Воротник тугой петлей захлестнул его багровую, налитую кровью шею. Я подумал, как бы он ненароком не удушился.
- Тут истерикой не возьмешь, - сказал он. - И не сволочись. Если у нас в каждом районе райкомы гореть будут, что же останется?
- Люди.
- Вон ты как! Значит, вины за собой не признаешь?
- Погодите, товарищи, - вмешался третий, длинноносый молодой мужчина. - Чего вы все удила закусили?
- Вину признаю, - слабо сказал отец. - За райком отвечу, но партбилет выкладывать - извините!
- А это у тебя спрашивать не будем, - махнул рукой бритоголовый. Выложишь как миленький.
- Врешь! - Отец быстро сел на постели, бритоголовый отшатнулся. Но отец опять уже повалился на кровать, мучительно застонал и хрипло выдавил: - Не ты мне его давал, не тебе и отбирать!
- Что это? - вдруг раздался властный, с легким нерусским выговором голос с порога.
Все разом оглянулись.
В дверях стоял Эйхе.
Никто и не заметил, как к нашему дому подкатила легковая машина и из нее вылез первый секретарь крайкома. Высокий, сухощавый, с маленькой бородкой и аккуратно подстриженными усами, он походил на Дзержинского. Полувоенная форма - серая гимнастерка и синие галифе, заправленные в высокие хромовые сапоги, - добавляла это сходство.
- Что это? - повторил Эйхе и шагнул в комнату.
Мне показалось, что у нас стало светлее, вроде бы стены раздвинулись.
- Видите ли... - начал бритоголовый, и я поразился, как неузнаваемо переменился его голос, какой он стал мягкий.
- Вижу, - нахмурился Эйхе и начал чеканить: - Во-первых, почему у постели больного секретаря райкома нет врача? Во-вторых, почему разбор дела происходит на дому секретаря, а не на бюро райкома?
- Райкома нет, Роберт Индрикович, - вкрадчиво сказал бритоголовый и развел руками: мол, я тут ни при чем.
Мне показалось, он поклонился.
- Нет здания райкома, - сухо поправил Эйхе и снял фуражку военного покроя, - а члены бюро райкома живы и работают. Или я неправильно информирован?
Эйхе сел на стул и вытер со лба капельки пота. Высокий, чистый лоб дяди Роберта был разделен на две части: нижнюю - загорелую, и верхнюю незагорелую, что скрывала фуражка. И от этого лоб казался еще выше. Дядя Роберт пригладил потные волосы, которые были у него разделены пробором, и обвел взглядом комнату.

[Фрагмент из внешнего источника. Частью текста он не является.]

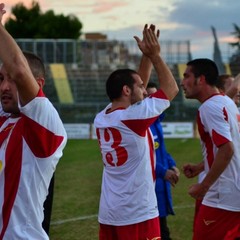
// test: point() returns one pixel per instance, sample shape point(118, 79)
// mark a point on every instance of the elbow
point(174, 93)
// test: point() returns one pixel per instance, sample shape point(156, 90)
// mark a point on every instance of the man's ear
point(40, 81)
point(126, 90)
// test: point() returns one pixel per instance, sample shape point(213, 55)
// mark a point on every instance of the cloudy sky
point(176, 19)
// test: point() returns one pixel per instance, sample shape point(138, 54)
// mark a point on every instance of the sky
point(176, 19)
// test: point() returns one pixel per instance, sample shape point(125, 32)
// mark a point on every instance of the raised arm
point(15, 64)
point(150, 47)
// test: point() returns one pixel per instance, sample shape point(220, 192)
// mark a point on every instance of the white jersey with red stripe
point(218, 123)
point(128, 194)
point(30, 148)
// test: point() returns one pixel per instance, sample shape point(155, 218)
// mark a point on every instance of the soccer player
point(166, 172)
point(128, 206)
point(218, 127)
point(32, 139)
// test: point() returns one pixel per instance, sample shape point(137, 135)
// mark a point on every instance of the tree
point(236, 34)
point(235, 58)
point(32, 23)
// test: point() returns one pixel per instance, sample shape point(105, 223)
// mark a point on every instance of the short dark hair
point(222, 80)
point(36, 64)
point(117, 80)
point(206, 67)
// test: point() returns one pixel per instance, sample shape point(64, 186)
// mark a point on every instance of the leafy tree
point(32, 23)
point(236, 33)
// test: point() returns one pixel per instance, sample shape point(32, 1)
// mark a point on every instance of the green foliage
point(32, 23)
point(236, 34)
point(78, 184)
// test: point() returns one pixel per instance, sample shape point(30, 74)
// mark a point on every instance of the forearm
point(166, 80)
point(220, 163)
point(17, 67)
point(9, 51)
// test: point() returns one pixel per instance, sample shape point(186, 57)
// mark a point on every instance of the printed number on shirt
point(113, 153)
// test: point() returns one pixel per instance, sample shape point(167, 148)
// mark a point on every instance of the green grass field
point(77, 191)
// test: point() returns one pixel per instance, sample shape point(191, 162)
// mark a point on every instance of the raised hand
point(149, 45)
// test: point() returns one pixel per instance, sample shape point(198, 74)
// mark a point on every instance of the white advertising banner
point(78, 130)
point(178, 130)
point(170, 130)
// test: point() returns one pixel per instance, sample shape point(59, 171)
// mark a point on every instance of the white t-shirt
point(128, 194)
point(218, 123)
point(30, 148)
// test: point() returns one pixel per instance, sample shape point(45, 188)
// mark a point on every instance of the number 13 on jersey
point(110, 141)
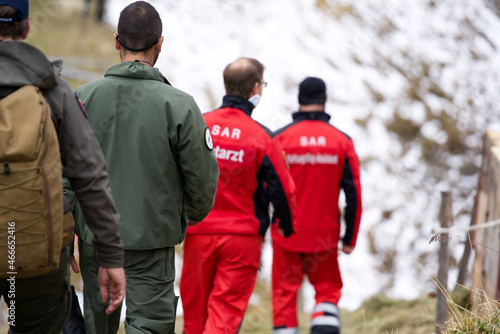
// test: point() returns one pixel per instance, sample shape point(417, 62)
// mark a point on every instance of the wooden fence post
point(446, 220)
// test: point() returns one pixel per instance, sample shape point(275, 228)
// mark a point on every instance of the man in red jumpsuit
point(322, 161)
point(222, 253)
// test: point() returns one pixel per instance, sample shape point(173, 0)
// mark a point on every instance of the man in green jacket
point(42, 302)
point(162, 170)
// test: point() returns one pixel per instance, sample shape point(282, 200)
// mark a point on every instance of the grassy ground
point(62, 32)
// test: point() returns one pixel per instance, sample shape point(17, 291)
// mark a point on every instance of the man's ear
point(117, 45)
point(27, 30)
point(159, 44)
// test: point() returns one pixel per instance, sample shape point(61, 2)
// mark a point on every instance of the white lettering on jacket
point(229, 155)
point(313, 159)
point(227, 132)
point(312, 141)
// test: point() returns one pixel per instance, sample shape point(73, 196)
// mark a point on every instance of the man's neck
point(312, 107)
point(140, 57)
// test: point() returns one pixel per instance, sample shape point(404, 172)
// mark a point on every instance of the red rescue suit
point(322, 161)
point(222, 253)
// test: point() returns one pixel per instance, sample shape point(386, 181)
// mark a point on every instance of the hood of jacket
point(23, 64)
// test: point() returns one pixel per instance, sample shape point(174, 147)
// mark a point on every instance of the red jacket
point(253, 173)
point(322, 160)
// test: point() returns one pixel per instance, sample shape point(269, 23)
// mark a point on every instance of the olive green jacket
point(22, 64)
point(159, 159)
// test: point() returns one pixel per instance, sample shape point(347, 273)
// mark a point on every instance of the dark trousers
point(42, 303)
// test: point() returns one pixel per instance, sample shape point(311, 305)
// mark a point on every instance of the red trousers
point(322, 269)
point(218, 277)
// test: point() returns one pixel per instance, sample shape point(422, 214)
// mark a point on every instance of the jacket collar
point(136, 70)
point(238, 102)
point(311, 116)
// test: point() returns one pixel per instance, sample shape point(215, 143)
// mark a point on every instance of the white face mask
point(254, 100)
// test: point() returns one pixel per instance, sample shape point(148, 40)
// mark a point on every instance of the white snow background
point(371, 54)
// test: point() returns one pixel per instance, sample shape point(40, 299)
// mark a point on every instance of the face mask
point(254, 100)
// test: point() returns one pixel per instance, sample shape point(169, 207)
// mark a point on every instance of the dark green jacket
point(161, 166)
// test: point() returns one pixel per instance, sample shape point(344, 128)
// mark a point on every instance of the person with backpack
point(322, 162)
point(44, 136)
point(163, 173)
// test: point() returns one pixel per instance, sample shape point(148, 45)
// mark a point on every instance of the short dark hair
point(241, 75)
point(139, 26)
point(14, 30)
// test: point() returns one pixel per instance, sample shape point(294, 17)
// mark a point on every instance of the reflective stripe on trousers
point(325, 319)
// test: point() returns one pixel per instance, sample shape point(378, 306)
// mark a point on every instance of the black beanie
point(312, 90)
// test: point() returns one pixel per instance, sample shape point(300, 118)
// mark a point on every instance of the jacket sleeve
point(280, 188)
point(197, 163)
point(84, 167)
point(352, 188)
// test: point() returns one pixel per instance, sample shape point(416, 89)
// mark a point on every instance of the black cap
point(312, 90)
point(22, 7)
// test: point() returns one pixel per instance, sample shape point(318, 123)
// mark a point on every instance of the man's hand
point(347, 249)
point(73, 264)
point(111, 285)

- Что же, я неправильно информирован? - повторил он вопрос.
- Нет, правильно, Роберт Индрикович, - ответил бритоголовый. - Только мы почли за лучшее отправить врача от постели, ввиду того, что в вопросах, которые мы хотели выяснить, врач не компетентен.

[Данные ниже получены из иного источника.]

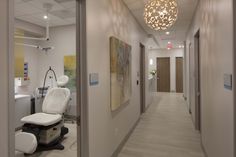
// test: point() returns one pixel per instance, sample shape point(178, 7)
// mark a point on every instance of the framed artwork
point(120, 64)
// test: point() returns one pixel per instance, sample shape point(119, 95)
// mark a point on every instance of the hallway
point(165, 130)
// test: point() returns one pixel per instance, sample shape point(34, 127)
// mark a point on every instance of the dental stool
point(48, 126)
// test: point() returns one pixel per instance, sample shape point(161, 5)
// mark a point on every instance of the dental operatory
point(45, 78)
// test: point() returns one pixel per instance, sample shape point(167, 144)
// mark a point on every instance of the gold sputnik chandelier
point(160, 14)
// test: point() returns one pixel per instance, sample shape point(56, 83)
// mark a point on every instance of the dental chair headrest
point(56, 101)
point(62, 81)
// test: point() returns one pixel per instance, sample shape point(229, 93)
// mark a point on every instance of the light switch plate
point(93, 79)
point(228, 81)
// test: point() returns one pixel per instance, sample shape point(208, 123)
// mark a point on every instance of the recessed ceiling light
point(45, 17)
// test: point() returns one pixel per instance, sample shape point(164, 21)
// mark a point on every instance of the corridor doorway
point(179, 74)
point(163, 74)
point(142, 78)
point(198, 80)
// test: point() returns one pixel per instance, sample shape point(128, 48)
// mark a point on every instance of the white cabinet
point(22, 108)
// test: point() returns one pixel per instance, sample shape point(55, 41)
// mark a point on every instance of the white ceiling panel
point(63, 12)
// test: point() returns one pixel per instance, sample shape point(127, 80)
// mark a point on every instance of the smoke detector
point(48, 6)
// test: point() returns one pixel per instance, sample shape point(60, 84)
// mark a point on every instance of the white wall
point(107, 129)
point(173, 53)
point(31, 56)
point(215, 20)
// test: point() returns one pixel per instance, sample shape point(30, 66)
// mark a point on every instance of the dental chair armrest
point(25, 143)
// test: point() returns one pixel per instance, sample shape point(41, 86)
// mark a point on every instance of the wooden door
point(163, 74)
point(179, 74)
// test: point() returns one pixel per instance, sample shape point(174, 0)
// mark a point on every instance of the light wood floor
point(165, 130)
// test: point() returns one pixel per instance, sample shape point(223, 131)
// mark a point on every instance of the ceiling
point(177, 32)
point(63, 12)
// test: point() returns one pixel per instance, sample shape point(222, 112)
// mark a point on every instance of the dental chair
point(47, 127)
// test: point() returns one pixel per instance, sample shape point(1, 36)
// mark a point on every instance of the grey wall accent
point(215, 20)
point(6, 77)
point(107, 18)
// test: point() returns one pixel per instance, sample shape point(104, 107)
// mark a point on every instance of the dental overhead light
point(48, 8)
point(160, 14)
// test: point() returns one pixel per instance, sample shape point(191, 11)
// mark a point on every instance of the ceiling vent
point(63, 1)
point(63, 14)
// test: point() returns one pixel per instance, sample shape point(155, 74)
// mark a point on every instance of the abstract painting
point(120, 60)
point(70, 71)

Эйхе поморщился от этой длинной фразы. Дальше я не слушал. Теперь все в порядке: дядя Роберт здесь.
Я выскочил на улицу, и вовремя: Степка и Федька уже залезали в легковушку. Дядя Вася - шофер Эйхе - собирался ехать на Ключарку мыть машину.
Здорово все же, что дядя Роберт приехал! Во-первых, его привез дядя Вася, а у него можно разжиться резиной на рогатки, и не какой-нибудь черной, а красной резиной, как и положено мальчишке, стоящему за Советскую власть. Это во-первых, как говорит дядя Роберт. Во-вторых, есть надежда прокатиться за увал. Дядя Роберт всегда катает нас на "эмке". В-третьих, приятно иметь знакомого настоящего революционера, который и в царских тюрьмах сидел, и в ссылке был, и революцию делал, и в гражданскую воевал. А уж дядя Роберт - настоящий старый революционер! У него даже кличка подпольная была: "Андрей".

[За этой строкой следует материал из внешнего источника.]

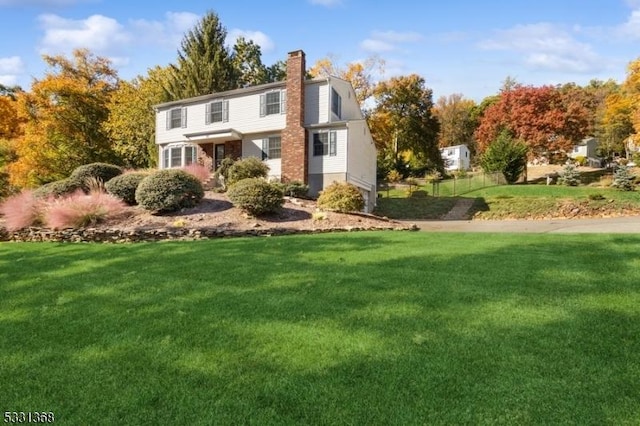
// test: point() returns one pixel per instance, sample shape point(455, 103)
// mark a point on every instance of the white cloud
point(326, 3)
point(11, 65)
point(378, 46)
point(387, 41)
point(397, 37)
point(10, 68)
point(258, 37)
point(631, 28)
point(98, 33)
point(546, 46)
point(168, 32)
point(41, 3)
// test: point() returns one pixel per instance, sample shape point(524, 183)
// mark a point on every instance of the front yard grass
point(510, 202)
point(349, 328)
point(542, 201)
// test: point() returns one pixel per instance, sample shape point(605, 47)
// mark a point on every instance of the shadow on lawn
point(363, 328)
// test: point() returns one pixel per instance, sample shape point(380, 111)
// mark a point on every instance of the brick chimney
point(294, 149)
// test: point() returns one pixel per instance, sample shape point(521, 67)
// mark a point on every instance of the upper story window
point(273, 103)
point(176, 117)
point(271, 148)
point(324, 143)
point(217, 111)
point(336, 103)
point(179, 156)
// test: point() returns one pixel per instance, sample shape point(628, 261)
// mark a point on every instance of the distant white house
point(585, 148)
point(456, 157)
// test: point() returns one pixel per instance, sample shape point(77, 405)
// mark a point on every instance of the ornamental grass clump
point(341, 197)
point(80, 210)
point(256, 196)
point(169, 190)
point(103, 171)
point(59, 188)
point(22, 210)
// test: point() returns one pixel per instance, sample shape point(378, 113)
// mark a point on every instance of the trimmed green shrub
point(294, 189)
point(124, 186)
point(169, 190)
point(103, 171)
point(581, 160)
point(256, 196)
point(623, 179)
point(569, 176)
point(59, 188)
point(250, 167)
point(341, 197)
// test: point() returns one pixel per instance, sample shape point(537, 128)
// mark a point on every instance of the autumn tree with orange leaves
point(64, 115)
point(542, 117)
point(359, 74)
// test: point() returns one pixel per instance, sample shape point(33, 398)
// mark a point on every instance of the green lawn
point(351, 328)
point(502, 201)
point(533, 201)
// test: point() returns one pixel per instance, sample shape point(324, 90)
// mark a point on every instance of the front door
point(219, 154)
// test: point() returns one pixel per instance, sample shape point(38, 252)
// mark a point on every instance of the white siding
point(252, 147)
point(361, 157)
point(244, 116)
point(326, 163)
point(312, 104)
point(316, 103)
point(350, 107)
point(456, 157)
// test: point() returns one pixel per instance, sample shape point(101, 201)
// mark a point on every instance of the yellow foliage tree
point(359, 74)
point(64, 115)
point(131, 123)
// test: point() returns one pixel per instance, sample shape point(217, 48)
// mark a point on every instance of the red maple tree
point(544, 118)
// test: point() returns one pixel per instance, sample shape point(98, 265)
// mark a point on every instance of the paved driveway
point(618, 225)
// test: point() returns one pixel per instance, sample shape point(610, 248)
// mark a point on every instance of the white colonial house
point(311, 131)
point(456, 157)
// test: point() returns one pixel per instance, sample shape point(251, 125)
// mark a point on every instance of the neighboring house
point(311, 131)
point(585, 148)
point(456, 157)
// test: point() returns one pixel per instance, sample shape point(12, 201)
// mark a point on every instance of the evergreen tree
point(204, 64)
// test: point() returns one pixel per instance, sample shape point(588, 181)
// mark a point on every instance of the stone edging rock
point(141, 235)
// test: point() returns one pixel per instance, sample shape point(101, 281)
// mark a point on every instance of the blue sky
point(458, 46)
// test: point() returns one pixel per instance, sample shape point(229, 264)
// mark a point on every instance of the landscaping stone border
point(99, 235)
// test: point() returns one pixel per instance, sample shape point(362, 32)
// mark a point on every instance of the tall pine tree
point(204, 63)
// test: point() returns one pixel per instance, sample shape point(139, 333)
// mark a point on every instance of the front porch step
point(210, 183)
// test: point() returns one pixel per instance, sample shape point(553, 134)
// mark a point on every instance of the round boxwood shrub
point(341, 197)
point(58, 189)
point(256, 196)
point(250, 167)
point(169, 190)
point(124, 186)
point(103, 171)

На Ключарке мы рьяно помогаем дяде Васе мыть машину, и она начинает блестеть как новенькая. Потом купаемся сами, а потом, когда дядя Вася свертывает здоровенную самокрутку и закуривает, мы приступаем к главному.
- Воробьев у нас... - издалека начинает Федька и закатывает глаза, страсть, дядя Вася!
- А-м-мм, - тянет дядя Вася, прищуривая от дыма один глаз.
- В огородах всё поклевали, - добавляет Степка. - Спасу нет.
- Пугало сделайте, - советует дядя Вася.
- Ой, дядь Вась, не боятся они их, на макушках сидят.
- М-м-мм.
- Бить их надо, - говорю я. - А руками разве накидаешься?
- Угу-м-мм.
Попыхивает себе самокруткой, блаженно щурится на речку, на плетни огородов, на дальние горы.
- Хорошо у вас здесь! Простор!
Разговор вроде бы подобрался к главному, и вот на тебе - опять потух!